Netflix acaba de estrenar Chef’s table: La flor y nata, cuatro capítulos dedicados a cuatro cocineros de reconocida fama mundial. El primero está protagonizado por Jamie Oliver, un superdotado de la comunicación gastronómica que es venerado en su país por haber revolucionado la cocina de las casas británicas y los menús escolares. Tras recordar lo que comía en la escuela y visitar algunos centros educativos a principios de la década del 2000 para conocer de facto lo que comían los alumnos, Oliver decidió iniciar Feed me Better, una campaña que cambiaría el concepto del menú escolar en Gran Bretaña y guarecería los devastados estómagos de los alumnos. Desaparecida la comida basura, la campaña surgió efecto, y los niños británicos tienen hoy en día una dieta basada en una alimentación sana y equilibrada.

La campaña emprendida por Oliver llevaba años puesta en práctica en España. Es importante decir que comparar la cultura culinaria de España con la de Gran Bretaña es un ejercicio innecesario por absurdo, una razón de peso para dar un gran valor a la labor ejercida por el cocinero británico. En los actuales comedores escolares españoles, los alumnos comen bien y, en algunos casos, mejor que en casa. Como todo buen país occidental, hay familias pobres que fían la buena alimentación de sus hijos a los desayunos y los almuerzos que les ofrecen en las escuelas.
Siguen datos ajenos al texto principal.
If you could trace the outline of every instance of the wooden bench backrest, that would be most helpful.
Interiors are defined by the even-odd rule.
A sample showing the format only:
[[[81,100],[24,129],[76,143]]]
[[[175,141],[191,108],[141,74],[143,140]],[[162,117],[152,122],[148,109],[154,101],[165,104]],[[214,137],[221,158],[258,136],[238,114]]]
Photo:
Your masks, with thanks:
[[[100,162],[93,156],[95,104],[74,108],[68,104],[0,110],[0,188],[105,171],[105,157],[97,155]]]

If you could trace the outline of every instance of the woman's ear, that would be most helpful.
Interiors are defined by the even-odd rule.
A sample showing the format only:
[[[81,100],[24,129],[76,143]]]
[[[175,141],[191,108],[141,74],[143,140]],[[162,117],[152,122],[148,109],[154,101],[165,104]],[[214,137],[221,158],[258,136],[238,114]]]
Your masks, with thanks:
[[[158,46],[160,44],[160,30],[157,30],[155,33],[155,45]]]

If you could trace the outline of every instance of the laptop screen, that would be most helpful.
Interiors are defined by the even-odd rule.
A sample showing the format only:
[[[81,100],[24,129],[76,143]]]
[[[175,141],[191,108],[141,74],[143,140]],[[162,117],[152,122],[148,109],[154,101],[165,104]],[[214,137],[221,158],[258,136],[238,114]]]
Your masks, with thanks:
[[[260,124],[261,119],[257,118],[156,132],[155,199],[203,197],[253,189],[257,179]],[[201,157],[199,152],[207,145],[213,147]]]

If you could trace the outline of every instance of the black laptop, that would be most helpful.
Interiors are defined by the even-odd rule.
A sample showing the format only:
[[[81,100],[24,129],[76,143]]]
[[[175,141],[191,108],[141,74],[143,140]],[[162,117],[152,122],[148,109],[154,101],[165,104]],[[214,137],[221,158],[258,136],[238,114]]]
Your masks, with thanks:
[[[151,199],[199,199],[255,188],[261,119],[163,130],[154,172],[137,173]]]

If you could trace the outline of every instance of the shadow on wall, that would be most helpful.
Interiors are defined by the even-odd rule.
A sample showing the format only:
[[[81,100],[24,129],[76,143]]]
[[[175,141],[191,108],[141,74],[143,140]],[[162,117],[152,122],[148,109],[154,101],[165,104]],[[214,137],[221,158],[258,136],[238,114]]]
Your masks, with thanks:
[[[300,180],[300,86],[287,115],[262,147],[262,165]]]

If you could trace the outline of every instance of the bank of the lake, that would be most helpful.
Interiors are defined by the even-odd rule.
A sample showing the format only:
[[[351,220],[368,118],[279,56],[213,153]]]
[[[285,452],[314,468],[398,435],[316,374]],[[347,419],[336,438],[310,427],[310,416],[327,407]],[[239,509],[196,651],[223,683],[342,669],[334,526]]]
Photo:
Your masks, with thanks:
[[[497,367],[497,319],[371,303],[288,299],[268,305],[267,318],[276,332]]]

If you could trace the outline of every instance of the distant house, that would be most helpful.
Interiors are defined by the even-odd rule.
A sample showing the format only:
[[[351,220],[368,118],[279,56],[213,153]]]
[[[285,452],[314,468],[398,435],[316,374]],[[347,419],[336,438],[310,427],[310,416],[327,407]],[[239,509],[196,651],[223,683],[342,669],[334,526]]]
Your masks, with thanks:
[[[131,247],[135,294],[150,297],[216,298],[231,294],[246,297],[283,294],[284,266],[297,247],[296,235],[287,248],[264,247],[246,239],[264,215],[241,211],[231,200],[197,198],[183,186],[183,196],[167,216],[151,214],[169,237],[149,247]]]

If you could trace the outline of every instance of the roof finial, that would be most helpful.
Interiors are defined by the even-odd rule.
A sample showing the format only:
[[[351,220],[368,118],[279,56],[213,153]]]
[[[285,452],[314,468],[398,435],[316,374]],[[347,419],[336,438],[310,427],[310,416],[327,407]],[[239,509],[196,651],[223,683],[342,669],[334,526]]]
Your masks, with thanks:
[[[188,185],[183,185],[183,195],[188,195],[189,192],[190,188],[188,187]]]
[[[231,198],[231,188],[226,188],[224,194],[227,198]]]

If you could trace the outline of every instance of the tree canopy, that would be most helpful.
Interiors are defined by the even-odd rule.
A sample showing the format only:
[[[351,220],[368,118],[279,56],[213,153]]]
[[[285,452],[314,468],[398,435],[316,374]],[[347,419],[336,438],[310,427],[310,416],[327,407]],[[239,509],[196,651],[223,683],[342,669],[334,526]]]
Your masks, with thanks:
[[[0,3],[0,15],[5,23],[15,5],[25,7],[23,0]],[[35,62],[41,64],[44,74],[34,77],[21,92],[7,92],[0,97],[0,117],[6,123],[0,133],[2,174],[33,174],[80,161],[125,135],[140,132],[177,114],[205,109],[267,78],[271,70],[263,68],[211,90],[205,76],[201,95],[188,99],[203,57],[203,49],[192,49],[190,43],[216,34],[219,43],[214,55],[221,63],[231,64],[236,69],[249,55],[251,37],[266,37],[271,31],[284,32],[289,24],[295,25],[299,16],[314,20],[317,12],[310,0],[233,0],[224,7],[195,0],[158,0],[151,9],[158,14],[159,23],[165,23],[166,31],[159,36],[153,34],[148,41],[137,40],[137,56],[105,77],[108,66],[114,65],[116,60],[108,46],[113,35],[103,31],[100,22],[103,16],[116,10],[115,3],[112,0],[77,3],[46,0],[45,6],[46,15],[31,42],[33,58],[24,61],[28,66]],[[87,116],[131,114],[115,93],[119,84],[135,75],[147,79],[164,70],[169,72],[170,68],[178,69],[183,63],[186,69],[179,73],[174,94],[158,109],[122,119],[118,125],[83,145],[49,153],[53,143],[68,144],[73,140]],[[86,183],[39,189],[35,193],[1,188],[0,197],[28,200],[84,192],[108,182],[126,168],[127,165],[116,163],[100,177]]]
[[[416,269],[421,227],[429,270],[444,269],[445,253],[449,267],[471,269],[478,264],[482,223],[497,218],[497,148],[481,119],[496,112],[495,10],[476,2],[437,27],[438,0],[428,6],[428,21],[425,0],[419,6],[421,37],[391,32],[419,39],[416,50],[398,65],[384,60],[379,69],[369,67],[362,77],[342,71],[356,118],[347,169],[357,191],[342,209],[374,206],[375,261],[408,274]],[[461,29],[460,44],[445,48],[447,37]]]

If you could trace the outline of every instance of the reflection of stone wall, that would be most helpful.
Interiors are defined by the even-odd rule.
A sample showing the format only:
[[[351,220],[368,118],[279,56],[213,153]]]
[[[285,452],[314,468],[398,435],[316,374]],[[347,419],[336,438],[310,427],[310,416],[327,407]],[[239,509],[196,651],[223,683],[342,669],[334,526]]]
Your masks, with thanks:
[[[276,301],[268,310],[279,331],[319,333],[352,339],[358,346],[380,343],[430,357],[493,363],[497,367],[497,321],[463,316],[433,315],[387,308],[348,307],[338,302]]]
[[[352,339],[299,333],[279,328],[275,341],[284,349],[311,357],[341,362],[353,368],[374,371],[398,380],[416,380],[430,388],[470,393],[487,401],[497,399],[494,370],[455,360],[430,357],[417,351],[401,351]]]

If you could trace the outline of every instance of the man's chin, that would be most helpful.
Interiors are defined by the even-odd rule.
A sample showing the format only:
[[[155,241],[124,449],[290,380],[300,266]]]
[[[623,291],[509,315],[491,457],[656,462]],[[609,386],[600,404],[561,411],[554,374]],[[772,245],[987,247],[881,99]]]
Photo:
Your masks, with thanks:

Yo nací en Barcelona en 1966 y mi recuerdo del comedor escolar sería motivo suficiente para declararme en huelga de hambre. Y si me remonto a cuando iba a E.G.B, las evocaciones van de lo espeluznante a lo terrible, aunque, como le dije a un amigo, considero que lo único que no se puede comer es lo que está podrido. Nuestra comida escolar no estaba podrida, pero olía a fritanga, con unas barritas preparadas con un pescado que parecía haber sido extraído de un pozo muerto. No es un secreto que los platos precocinados era el pan nuestro de cada día.

Y así crecimos, como habían crecido nuestros padres, por cierto, en unas condiciones mucho peores, inmersos en una posguerra dónde el racionamiento evitaba la muerte por hambruna, pero no unas carencias alimenticias tan negras como el pan.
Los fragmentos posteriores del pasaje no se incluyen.